The city issued new building permits for an estimated 4,294 residential units in the first two months of 2017, a sizeable improvement over 2016’s anemic start, when fewer than 1,300 units were approved for construction, according to a new analysis of building permits by The Real Deal.
If you’re pounding your desk and shouting “I knew it: developers are building big rentals without 421a,” it’s a little more complicated than that, for now.
Although the increase in permitted units over the last several months indicates a more robust new development pipeline, there’s reason to believe that some of these new projects were already approved for 421a during the epic permit rushes of 2015, and could qualify with a much more limited construction permit.

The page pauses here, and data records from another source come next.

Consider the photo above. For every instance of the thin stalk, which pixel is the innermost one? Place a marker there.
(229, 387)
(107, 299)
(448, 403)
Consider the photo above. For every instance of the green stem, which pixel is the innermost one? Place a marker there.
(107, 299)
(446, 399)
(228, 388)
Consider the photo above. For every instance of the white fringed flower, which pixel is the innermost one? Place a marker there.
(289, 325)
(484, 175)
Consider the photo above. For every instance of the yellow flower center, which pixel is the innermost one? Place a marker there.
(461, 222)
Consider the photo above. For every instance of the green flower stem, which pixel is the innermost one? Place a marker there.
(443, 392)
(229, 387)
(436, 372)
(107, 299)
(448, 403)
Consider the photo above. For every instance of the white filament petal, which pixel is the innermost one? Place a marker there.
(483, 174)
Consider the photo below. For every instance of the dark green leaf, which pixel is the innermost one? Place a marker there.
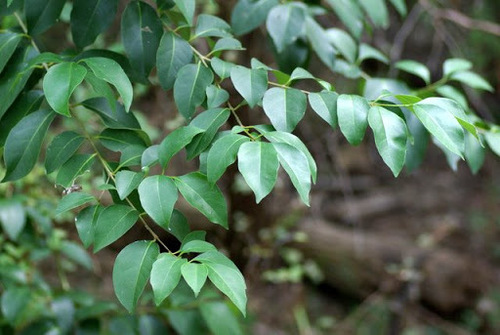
(131, 271)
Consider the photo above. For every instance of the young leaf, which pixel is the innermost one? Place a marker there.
(89, 18)
(113, 222)
(284, 107)
(189, 87)
(250, 83)
(195, 275)
(165, 276)
(258, 164)
(222, 154)
(206, 198)
(23, 144)
(390, 134)
(110, 71)
(352, 113)
(173, 53)
(60, 82)
(158, 196)
(62, 147)
(131, 271)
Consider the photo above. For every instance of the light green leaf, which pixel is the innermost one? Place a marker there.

Take Hudson Companies’ 350 Clarkson Avenue in Flatbush for example, a 350-unit rental building that got its new building permit approved in January. Hudson Companies’ CEO David Kramer told TRD he already qualified for the now-expired 421a abatement more than a year ago, doing so with only a basic foundations permit. Following rule changes in 2015, developers don’t need the full new building permit just to qualify for the tax exemption.
It’s unclear just how many large-scale projects approved over the last 15 months would fall into that category, but many of the large projects approved so far this year have some kind of other public financing other than or on top of 421a, too. BRP Companies, for example, received a $324 million loan from the city’s Housing Development Corporation for two buildings at the 659-unit development known as The Crossing in Jamaica, Queens. Another HDC-backed affordable housing project, the 303-unit 443 East 126nd Street in the Bronx, also got permits in January.

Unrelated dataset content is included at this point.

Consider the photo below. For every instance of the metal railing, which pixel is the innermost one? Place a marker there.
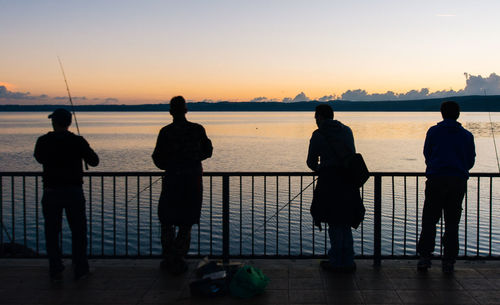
(250, 215)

GID Development Group had two buildings totaling 532 units in its Riverside Center redevelopment permitted, following $220 million in tax-exempt Housing Finance Agency bonds it received for construction.
Other sizeable projects approved include the 70-unit residential condominium tower Daten Group is bringing to Brooklyn’s South Slope neighborhood at 581 4th Avenue.
Taking a look at the number of new multifamily applications (not yet permitted) of at least 10 units does not reveal any recent spikes in plans, so from the data available there’s no reason to believe that large-scale projects are entering the approval pipeline at an accelerated rate. Last year, less than 22,000 new units from projects of any size were applied for, down from more than 37,000 in 2015, a TRD analysis showed.
In January, Gov. Andrew Cuomo proposed a replacement to the expired 421a developer tax exemption, christening it “Affordable New York.” A new tax exemption will still need to pass the state legislature, and as budget discussions wrap later this month there should finally be some movement on that front (although crazier things have happened).
A recent analysis by the city’s Independent Budget Office estimates that Cuomo’s 421a replacement will cost the city $8.4 billion in foregone tax revenue over 10 years. The Cuomo camp maintains that the new program will bring significantly more affordable housing, making it worth the bigger price tag. The plan pushes the percentage of units required to be affordable to 30 percent in many cases, but also lifts the rent-stabilization requirements for many of the market-rate units built with the subsidy.
Although affordability requirements have risen in recent years, the 421a program has mostly subsidized market-rate apartments over it’s more than four-decade history. A December analysis by NYU’s Furman Center found that less than 15 percent of 421a properties contain rent-restricted units.